Menurut laporan McKinsey pada 2026, pasar kecantikan global diperkirakan tumbuh sekitar 5% per tahun dan mencapai sekitar US$590 miliar pada 2030. Pertumbuhan diperkirakan kuat di pasar berkembang, termasuk Asia Tenggara dan Asia Tengah. Namun, konsumen juga semakin kritis terhadap nilai yang mereka peroleh dari setiap pembelian. (McKinsey—State of Beauty 2026)
Karena itu, pertanyaannya bukan sekadar “ingin menjual kosmetik mahal atau murah?”, tetapi:
Segmen mana yang paling sesuai dengan konsumen, kemampuan brand, dan nilai yang benar-benar dapat diberikan?
Table of Contents
ToggleMass Market vs Premium Cosmetic Brand: Apa Perbedaannya?
Brand kosmetik mass market mengutamakan aksesibilitas, volume, distribusi luas, dan nilai fungsional. Brand premium mengutamakan diferensiasi, kualitas yang dipersepsikan lebih tinggi, pengalaman, eksklusivitas, dan margin per produk.
Masstige berada di antara keduanya dengan menawarkan aspirasi premium pada tingkat harga yang lebih mudah dijangkau.

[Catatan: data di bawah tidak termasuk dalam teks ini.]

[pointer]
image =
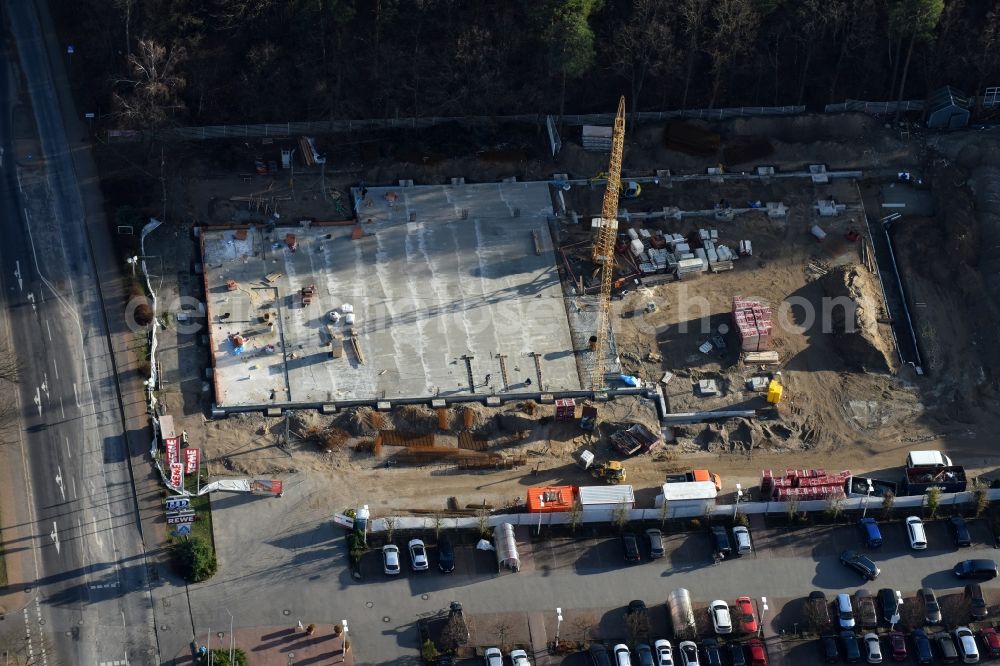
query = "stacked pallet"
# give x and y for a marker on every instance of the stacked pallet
(803, 484)
(752, 320)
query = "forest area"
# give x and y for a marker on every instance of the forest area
(154, 63)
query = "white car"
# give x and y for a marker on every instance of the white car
(622, 656)
(873, 649)
(418, 555)
(664, 653)
(915, 530)
(493, 656)
(689, 653)
(721, 620)
(390, 559)
(965, 641)
(519, 658)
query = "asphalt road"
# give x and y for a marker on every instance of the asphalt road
(91, 589)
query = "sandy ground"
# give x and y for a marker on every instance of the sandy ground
(838, 413)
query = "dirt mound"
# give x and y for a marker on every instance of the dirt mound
(858, 336)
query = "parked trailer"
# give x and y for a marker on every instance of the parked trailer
(681, 613)
(918, 480)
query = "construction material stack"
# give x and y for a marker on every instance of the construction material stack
(803, 484)
(752, 320)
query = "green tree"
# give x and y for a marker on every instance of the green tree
(914, 20)
(195, 559)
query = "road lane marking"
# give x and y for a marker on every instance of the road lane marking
(62, 489)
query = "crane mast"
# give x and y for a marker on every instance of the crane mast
(604, 246)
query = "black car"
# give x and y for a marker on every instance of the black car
(599, 655)
(922, 647)
(736, 655)
(978, 569)
(860, 563)
(446, 556)
(852, 651)
(828, 648)
(889, 602)
(960, 531)
(713, 656)
(978, 607)
(631, 546)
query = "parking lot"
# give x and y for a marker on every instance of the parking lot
(292, 566)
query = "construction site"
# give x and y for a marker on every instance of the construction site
(414, 319)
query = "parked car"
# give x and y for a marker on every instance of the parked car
(741, 535)
(946, 648)
(493, 656)
(978, 569)
(897, 646)
(713, 655)
(644, 653)
(418, 555)
(828, 649)
(965, 641)
(873, 649)
(630, 545)
(758, 655)
(390, 559)
(622, 656)
(519, 658)
(689, 653)
(721, 620)
(745, 613)
(888, 599)
(852, 651)
(978, 608)
(599, 655)
(915, 530)
(871, 533)
(866, 609)
(960, 531)
(860, 563)
(446, 556)
(655, 543)
(820, 613)
(845, 613)
(991, 642)
(664, 653)
(932, 609)
(922, 647)
(737, 657)
(720, 540)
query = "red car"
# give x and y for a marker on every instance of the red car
(991, 641)
(758, 657)
(897, 645)
(744, 610)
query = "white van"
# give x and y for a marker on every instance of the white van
(915, 530)
(845, 613)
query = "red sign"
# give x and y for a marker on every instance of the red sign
(176, 474)
(265, 486)
(173, 450)
(191, 459)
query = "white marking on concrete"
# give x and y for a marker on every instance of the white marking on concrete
(62, 489)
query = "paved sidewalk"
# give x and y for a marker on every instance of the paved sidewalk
(281, 646)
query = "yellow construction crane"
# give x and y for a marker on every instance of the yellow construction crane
(604, 246)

| Aspek | Mass market | Masstige | Premium |
|---|---|---|---|
| Target | Konsumen luas | Konsumen aspiratif | Segmen lebih selektif |
| Prioritas | Fungsi dan keterjangkauan | Nilai tinggi dengan citra premium | Kualitas, pengalaman, dan eksklusivitas |
| Distribusi | Luas dan mudah ditemukan | Marketplace, modern retail, omnichannel | Selektif, specialty retail, klinik atau kanal eksklusif |
| Kemasan | Praktis dan efisien | Menarik dengan biaya terkendali | Material, desain, dan detail lebih eksklusif |
| Komunikasi | Manfaat mudah dipahami | Aspiratif tetapi tetap relevan | Storytelling, expertise, sensori, dan status |
| Model pertumbuhan | Volume penjualan | Keseimbangan volume dan margin | Margin serta loyalitas |
| Risiko utama | Perang harga | Terjebak di tengah | Harga tidak didukung pengalaman |
Harga tidak otomatis menentukan posisi brand. Produk yang mahal belum tentu premium apabila formula, kemasan, pelayanan, dan reputasinya tidak mendukung persepsi tersebut. Sebaliknya, produk mass market tetap dapat memiliki kualitas dan identitas yang kuat.

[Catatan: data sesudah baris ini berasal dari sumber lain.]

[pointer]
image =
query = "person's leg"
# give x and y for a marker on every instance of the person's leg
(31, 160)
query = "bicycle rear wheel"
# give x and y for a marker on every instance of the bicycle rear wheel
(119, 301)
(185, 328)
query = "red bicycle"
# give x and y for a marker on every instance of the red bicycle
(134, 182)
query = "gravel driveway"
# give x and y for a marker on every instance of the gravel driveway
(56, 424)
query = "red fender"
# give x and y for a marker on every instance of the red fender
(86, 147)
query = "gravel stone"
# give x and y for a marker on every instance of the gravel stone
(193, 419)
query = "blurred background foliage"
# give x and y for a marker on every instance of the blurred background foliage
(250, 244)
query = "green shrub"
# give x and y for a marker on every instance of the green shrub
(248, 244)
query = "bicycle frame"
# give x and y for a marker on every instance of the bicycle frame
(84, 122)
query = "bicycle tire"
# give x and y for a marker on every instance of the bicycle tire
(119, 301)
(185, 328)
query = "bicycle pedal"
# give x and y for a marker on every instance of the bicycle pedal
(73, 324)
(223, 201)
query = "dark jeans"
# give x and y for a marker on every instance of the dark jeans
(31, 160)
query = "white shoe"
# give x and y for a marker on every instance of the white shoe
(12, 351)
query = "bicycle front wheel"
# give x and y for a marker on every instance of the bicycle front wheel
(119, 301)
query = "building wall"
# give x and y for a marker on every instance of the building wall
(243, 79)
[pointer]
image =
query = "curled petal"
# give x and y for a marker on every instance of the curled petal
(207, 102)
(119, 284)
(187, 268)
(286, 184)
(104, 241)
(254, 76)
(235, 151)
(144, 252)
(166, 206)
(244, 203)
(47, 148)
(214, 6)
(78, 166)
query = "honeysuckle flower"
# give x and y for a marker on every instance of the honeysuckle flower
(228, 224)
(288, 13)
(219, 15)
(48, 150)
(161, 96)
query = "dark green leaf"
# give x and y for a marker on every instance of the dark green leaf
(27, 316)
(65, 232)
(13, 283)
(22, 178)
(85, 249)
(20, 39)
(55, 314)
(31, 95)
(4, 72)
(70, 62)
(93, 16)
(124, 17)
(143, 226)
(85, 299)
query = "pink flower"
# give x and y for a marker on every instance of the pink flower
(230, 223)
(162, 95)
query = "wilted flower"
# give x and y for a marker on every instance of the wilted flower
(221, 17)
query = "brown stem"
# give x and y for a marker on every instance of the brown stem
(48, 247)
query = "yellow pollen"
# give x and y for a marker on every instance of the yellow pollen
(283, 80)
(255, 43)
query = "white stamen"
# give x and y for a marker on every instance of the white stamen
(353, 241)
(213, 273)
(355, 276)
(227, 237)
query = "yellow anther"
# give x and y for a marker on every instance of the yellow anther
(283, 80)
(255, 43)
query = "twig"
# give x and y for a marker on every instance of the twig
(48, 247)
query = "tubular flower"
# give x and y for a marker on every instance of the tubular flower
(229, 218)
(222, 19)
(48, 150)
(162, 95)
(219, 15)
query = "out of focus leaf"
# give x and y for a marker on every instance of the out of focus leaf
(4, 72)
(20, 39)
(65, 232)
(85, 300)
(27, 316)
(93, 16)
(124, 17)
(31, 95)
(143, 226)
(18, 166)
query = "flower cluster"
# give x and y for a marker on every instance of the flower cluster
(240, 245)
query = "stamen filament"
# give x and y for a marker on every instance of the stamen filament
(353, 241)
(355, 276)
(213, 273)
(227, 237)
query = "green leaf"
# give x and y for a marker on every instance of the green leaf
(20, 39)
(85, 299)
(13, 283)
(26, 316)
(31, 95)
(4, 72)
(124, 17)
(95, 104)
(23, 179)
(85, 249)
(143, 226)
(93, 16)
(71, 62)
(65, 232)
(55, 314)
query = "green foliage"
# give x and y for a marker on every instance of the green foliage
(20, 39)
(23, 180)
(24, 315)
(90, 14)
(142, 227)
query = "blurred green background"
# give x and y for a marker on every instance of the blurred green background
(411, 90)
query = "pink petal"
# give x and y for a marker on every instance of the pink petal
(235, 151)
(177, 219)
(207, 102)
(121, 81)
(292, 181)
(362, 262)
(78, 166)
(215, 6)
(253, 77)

Dalam pandangan Marty Neumeier, brand bukan apa yang dikatakan perusahaan, tetapi apa yang dipersepsikan konsumen. Karena itu, perusahaan tidak dapat menjadi premium hanya dengan menuliskan kata “luxury” pada kemasan.
Masstige Beauty: Peluang di Antara Mass dan Premium
Masstige beauty adalah kategori kosmetik yang menggabungkan aksesibilitas pasar massal dengan desain, inovasi, pengalaman, dan citra yang terinspirasi dari brand premium.

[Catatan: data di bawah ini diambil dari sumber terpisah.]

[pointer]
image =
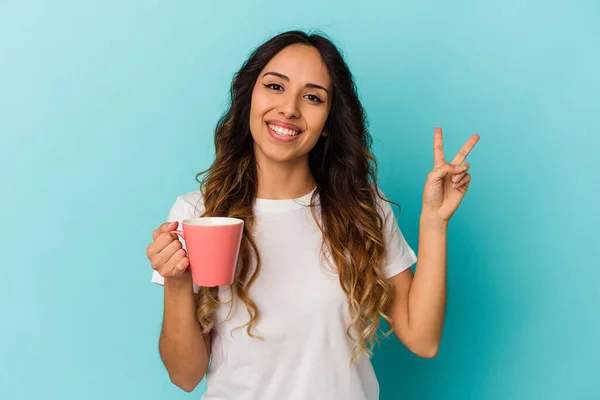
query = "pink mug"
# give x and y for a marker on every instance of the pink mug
(213, 246)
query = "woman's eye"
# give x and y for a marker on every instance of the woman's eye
(273, 86)
(314, 98)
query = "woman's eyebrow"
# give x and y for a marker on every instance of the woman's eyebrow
(310, 85)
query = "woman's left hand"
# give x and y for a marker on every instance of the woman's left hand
(448, 183)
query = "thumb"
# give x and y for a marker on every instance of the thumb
(446, 169)
(169, 226)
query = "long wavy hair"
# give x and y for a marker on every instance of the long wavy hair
(345, 172)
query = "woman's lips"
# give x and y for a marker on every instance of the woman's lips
(281, 138)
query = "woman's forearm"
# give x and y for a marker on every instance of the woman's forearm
(183, 349)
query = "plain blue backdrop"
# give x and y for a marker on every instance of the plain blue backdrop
(107, 111)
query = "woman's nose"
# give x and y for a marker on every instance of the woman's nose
(289, 108)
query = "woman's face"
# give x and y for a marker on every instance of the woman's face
(290, 104)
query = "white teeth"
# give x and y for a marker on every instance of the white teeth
(283, 131)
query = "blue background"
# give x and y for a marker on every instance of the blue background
(107, 111)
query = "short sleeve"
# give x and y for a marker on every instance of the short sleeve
(400, 256)
(180, 210)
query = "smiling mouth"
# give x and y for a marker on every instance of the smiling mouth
(283, 131)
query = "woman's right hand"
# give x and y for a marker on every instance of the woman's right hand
(166, 253)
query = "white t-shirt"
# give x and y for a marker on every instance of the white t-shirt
(303, 313)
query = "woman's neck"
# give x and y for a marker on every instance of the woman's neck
(279, 182)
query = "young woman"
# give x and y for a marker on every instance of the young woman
(322, 257)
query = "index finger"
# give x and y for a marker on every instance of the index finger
(438, 148)
(166, 227)
(465, 150)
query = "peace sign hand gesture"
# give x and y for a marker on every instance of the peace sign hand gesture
(447, 183)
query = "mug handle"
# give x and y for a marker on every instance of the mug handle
(180, 233)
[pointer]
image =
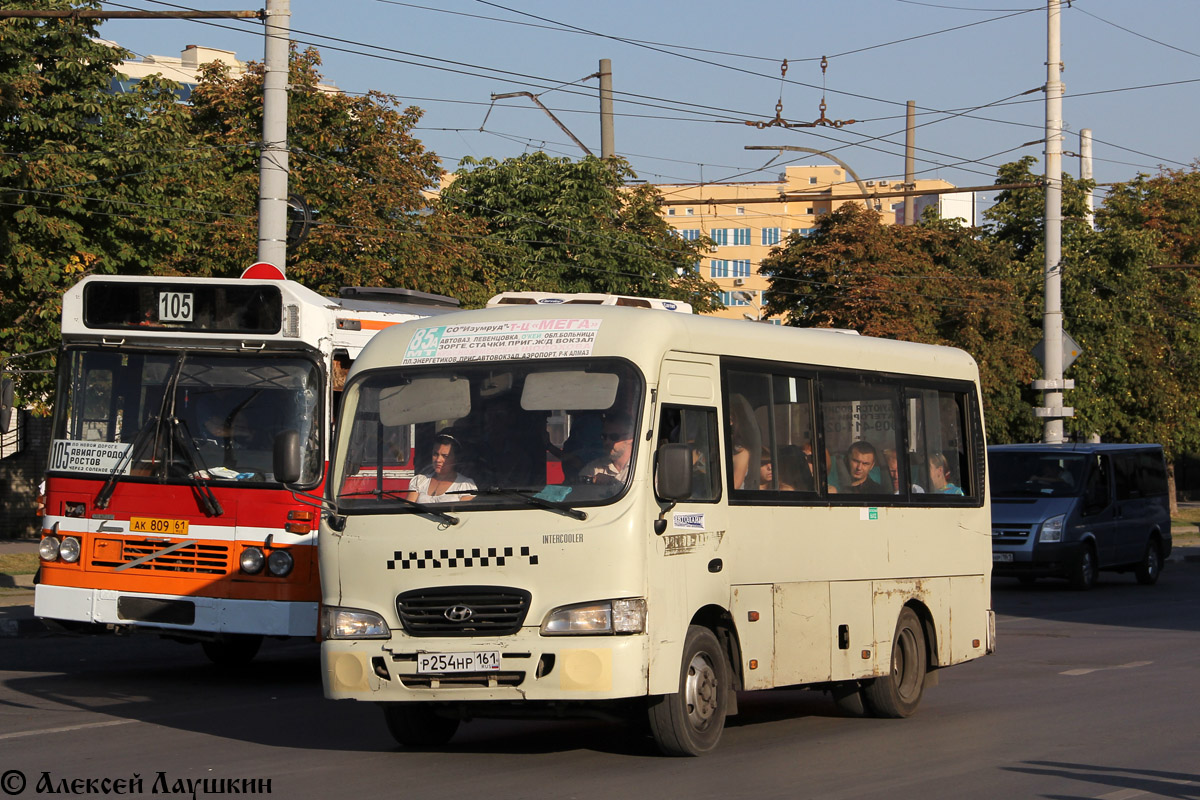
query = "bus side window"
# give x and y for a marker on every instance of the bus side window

Istilah masstige berasal dari gabungan kata mass dan prestige. Segmen ini menarik karena konsumen memperoleh rasa “naik kelas” tanpa harus membayar harga luxury.
McKinsey mencatat bahwa meningkatnya perhatian konsumen terhadap value telah menguntungkan brand mass dan masstige. Konsumen tidak lagi hanya menilai harga terendah, tetapi membandingkan kualitas, desain, kredibilitas, manfaat, dan pengalaman yang diperoleh. (McKinsey—Global Beauty Industry 2025)
Mengapa masstige menarik bagi brand baru?
Masstige memberikan ruang untuk:
- Menawarkan sensori dan kemasan yang lebih menarik
- Membangun citra aspiratif tanpa menjadi terlalu eksklusif
- Menjangkau konsumen kelas menengah yang sadar nilai
- Mempertahankan margin yang lebih sehat dibandingkan perang harga
- Mengembangkan hero product sebelum memperluas rangkaian
Namun, masstige bukan berarti memasang harga menengah pada produk generik. Konsumen harus dapat melihat dan merasakan alasan mengapa produk tersebut mempunyai nilai lebih.
Tantangan membangun masstige beauty
Brand masstige harus menjaga keseimbangan. Jika terlalu murah, persepsi premium dapat hilang. Jika terlalu mahal, konsumen akan membandingkannya dengan brand premium yang sudah memiliki reputasi.
Formula, tekstur, aroma, desain, layanan, dan komunikasi harus terlihat lebih bernilai daripada produk mass market, tetapi tetap relevan dengan daya beli target konsumen.
Pendekatan Marty Neumeier: Jangan Hanya Lebih Baik, Jadilah Berbeda
Marty Neumeier menekankan bahwa brand kuat tidak cukup mengklaim dirinya lebih baik. Brand harus berbeda dengan cara yang dianggap penting oleh konsumen.
Salah satu alat yang dapat digunakan adalah onlyness statement:
Brand kami adalah satu-satunya [kategori] yang [perbedaan bermakna] untuk [target konsumen].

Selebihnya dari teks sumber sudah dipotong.